Il faut apprendre à faire humanité ensemble. Pour cela, il faut tenter de dépasser la nécessaire démocratisation culturelle pour défricher, modestement, mais résolument, les chemins de la démocratie culturelle. Voilà la conviction essentielle et le grand combat à mener au XXIe siècle : l’invention d’un humanisme de la diversité qui répondra aux fermetures des nationalismes. Un humanisme de la diversité adapté aux identités composites de notre temps, fondé sur les droits culturels des personnes.

Jean-Michel Le Boulanger formule un triple constat :

  1. « La France souffre de mal maîtriser la mutation de son rapport au monde. Elle souffre d’une “identité malheureuse”, inquiète, méfiante devant l’Autre comme dans l’avenir. »

  2.  « La France est, avec la Turquie, le dernier pays d’Europe à refuser de ratifier la Charte européenne des langues minoritaires ? »

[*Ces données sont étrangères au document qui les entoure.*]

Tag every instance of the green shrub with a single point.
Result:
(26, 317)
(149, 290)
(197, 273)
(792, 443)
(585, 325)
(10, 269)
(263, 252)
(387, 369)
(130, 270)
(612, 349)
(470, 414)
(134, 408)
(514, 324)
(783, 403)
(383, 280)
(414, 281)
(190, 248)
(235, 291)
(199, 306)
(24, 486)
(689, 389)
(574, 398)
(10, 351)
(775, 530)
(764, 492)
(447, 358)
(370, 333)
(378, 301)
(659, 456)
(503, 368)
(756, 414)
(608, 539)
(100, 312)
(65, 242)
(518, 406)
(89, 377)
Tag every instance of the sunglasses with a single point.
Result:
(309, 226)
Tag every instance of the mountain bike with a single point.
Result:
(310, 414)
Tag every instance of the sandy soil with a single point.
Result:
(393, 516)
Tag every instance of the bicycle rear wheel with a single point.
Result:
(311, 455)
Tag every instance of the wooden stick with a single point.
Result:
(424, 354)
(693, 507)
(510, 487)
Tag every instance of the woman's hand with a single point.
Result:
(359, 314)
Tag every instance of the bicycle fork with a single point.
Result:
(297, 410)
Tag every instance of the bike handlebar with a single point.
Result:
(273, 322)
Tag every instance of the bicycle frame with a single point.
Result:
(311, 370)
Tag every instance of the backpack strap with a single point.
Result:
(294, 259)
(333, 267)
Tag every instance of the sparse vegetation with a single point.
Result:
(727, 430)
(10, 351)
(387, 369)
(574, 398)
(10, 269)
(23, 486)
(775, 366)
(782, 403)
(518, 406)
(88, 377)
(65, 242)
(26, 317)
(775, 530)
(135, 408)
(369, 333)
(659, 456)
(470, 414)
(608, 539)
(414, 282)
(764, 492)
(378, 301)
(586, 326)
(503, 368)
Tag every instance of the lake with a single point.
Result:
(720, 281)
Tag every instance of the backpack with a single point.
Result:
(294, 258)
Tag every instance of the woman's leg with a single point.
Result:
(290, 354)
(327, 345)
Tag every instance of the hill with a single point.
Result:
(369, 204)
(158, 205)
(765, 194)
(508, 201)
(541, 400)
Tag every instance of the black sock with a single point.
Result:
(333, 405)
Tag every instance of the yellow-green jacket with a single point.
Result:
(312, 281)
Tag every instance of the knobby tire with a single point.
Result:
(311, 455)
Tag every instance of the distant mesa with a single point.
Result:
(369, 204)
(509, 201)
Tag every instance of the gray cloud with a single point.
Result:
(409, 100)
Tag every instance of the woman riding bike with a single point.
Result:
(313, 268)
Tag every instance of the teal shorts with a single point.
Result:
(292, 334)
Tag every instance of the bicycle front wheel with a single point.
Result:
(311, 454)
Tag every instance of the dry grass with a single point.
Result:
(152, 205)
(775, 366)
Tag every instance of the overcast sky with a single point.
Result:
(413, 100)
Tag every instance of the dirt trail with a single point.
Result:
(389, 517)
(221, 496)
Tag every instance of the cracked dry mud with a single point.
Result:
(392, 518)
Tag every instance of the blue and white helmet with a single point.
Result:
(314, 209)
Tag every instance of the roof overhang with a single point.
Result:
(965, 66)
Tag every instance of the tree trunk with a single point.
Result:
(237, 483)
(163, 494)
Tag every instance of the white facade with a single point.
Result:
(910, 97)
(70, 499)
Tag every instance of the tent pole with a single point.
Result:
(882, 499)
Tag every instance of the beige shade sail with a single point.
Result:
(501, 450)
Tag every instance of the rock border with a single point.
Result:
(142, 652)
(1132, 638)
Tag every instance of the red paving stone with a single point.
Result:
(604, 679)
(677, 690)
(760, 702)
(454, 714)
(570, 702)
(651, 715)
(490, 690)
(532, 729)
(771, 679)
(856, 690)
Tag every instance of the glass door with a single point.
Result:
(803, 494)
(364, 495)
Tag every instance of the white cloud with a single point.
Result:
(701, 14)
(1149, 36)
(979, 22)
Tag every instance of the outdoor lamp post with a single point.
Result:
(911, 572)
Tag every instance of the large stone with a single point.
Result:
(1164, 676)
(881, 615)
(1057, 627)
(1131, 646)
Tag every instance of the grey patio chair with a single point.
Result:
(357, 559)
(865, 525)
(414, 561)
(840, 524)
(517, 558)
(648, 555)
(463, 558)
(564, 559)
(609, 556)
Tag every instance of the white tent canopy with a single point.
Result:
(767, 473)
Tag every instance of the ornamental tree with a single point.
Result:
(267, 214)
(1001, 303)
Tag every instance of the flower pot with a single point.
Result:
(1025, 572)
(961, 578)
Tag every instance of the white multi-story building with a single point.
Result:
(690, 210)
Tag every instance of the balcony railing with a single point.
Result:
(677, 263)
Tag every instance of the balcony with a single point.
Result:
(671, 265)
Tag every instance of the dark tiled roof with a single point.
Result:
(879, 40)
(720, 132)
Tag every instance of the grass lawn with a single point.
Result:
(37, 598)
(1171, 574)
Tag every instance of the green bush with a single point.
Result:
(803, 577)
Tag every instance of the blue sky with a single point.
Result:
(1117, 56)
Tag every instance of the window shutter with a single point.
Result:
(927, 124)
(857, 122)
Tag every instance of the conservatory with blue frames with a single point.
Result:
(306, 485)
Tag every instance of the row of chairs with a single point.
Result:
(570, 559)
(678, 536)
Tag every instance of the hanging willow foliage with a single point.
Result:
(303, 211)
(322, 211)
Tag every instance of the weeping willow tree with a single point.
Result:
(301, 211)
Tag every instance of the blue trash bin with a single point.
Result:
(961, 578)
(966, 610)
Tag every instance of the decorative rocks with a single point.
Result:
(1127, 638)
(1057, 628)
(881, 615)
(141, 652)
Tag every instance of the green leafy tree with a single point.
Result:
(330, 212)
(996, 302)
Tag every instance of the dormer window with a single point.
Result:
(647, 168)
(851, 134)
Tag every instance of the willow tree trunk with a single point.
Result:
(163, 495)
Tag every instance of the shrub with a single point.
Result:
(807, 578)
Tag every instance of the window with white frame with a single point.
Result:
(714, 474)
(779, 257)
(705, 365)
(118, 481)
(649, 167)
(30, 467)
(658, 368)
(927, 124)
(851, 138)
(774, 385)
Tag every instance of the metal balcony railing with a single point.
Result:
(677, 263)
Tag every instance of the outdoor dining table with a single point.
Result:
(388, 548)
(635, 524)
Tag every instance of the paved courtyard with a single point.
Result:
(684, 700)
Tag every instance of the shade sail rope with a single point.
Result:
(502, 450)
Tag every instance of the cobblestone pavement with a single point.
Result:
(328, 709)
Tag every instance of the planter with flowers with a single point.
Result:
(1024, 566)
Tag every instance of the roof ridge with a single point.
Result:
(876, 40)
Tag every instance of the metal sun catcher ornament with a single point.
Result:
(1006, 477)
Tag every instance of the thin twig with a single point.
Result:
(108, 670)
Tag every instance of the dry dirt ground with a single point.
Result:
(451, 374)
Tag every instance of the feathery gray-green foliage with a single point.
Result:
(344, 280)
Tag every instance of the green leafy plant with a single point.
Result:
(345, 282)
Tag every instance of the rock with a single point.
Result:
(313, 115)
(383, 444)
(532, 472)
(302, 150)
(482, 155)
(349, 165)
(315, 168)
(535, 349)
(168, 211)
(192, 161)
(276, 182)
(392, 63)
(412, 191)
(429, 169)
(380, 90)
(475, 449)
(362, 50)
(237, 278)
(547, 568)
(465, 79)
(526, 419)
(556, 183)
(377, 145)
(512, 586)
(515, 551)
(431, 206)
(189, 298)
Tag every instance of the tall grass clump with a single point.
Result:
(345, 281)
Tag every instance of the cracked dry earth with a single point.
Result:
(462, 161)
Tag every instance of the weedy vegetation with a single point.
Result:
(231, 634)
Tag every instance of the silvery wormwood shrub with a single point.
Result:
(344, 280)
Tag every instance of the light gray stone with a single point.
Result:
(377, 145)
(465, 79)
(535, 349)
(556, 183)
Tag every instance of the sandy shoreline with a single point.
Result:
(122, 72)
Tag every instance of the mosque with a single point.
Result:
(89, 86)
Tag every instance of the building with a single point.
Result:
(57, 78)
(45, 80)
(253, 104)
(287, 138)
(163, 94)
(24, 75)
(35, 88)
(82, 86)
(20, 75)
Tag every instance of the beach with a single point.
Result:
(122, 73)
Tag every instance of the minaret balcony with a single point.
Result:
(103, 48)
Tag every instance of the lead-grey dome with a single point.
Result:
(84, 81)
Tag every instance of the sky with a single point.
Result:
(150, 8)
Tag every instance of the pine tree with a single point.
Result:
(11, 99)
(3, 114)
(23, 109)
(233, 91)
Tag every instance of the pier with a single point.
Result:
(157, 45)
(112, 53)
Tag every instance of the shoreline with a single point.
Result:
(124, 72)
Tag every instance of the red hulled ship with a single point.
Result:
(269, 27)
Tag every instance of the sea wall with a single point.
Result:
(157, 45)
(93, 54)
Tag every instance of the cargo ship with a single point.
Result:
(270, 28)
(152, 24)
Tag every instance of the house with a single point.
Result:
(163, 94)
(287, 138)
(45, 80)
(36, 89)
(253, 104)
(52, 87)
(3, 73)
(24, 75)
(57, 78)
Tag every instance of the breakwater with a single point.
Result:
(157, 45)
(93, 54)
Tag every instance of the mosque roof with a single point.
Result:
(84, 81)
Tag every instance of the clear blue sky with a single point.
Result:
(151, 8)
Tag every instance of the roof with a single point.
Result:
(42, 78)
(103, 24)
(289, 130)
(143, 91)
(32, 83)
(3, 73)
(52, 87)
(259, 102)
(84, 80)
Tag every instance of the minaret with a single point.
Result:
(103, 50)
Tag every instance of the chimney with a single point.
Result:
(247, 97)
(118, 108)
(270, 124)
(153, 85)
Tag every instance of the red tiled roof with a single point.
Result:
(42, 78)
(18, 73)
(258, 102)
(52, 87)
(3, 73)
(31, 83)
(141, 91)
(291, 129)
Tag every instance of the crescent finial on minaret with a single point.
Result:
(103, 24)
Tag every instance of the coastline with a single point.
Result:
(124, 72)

  3.  « Un sentiment de déclassement ronge tant et tant de nos contemporains ».

(…)

Par ailleurs, si une large majorité des Français et tous les hommes de bonne volonté partagent cette aspiration rhizomique harmonieuse et féconde – émergence d’une ‘identité-relation’ au sein d’un ‘universel concret’ incarné dans un ‘ici-ailleurs’ – toute la difficulté réside dans le modus operandi  : les mises en œuvre des échanges et des transmissions entre individus et territoires ; la mise en pratique de nouvelles sphères de partage susceptibles de retisser du lien vivant ; la composition concrète d’une musique psycho-sociale paisible, voire heureuse ; la formulation normative (et le déploiement contraignant ?) d’une éthique citoyenne du respect et de la bienfaisance.


 

Quand j’ai abordé la question de l’identité, je suis parti de la distinction opérée par Deleuze et Guattari, entre la notion de racine unique et la notion de rhizome. Deleuze et Guattari, dans un des chapitres de Mille Plateaux [qui a été publié d’abord en petit volume sous le titre le Rhizomes], soulignent cette différence. Ils l’établissent du point de vue du fonctionnement de la pensée, la pensée de la racine et la pensée du rhizome. La racine unique est celle qui tue autour d’elle alors que le rhizome est la racine qui s’étend à la rencontre d’autres racines. J’ai appliqué cette image au principe d’identité. Et je l’ai fait aussi en fonction d’une « catégorisation des cultures » qui m’est propre, d’une division des cultures en cultures ataviques et cultures composites. (Introduction à une Poétique du Divers, Edouard Glissant).

Lire l'intégralité de le recension.

 

© Nicolas Roberti. Unidivers.fr, le magazine culturel de Rennes et de Bretagne.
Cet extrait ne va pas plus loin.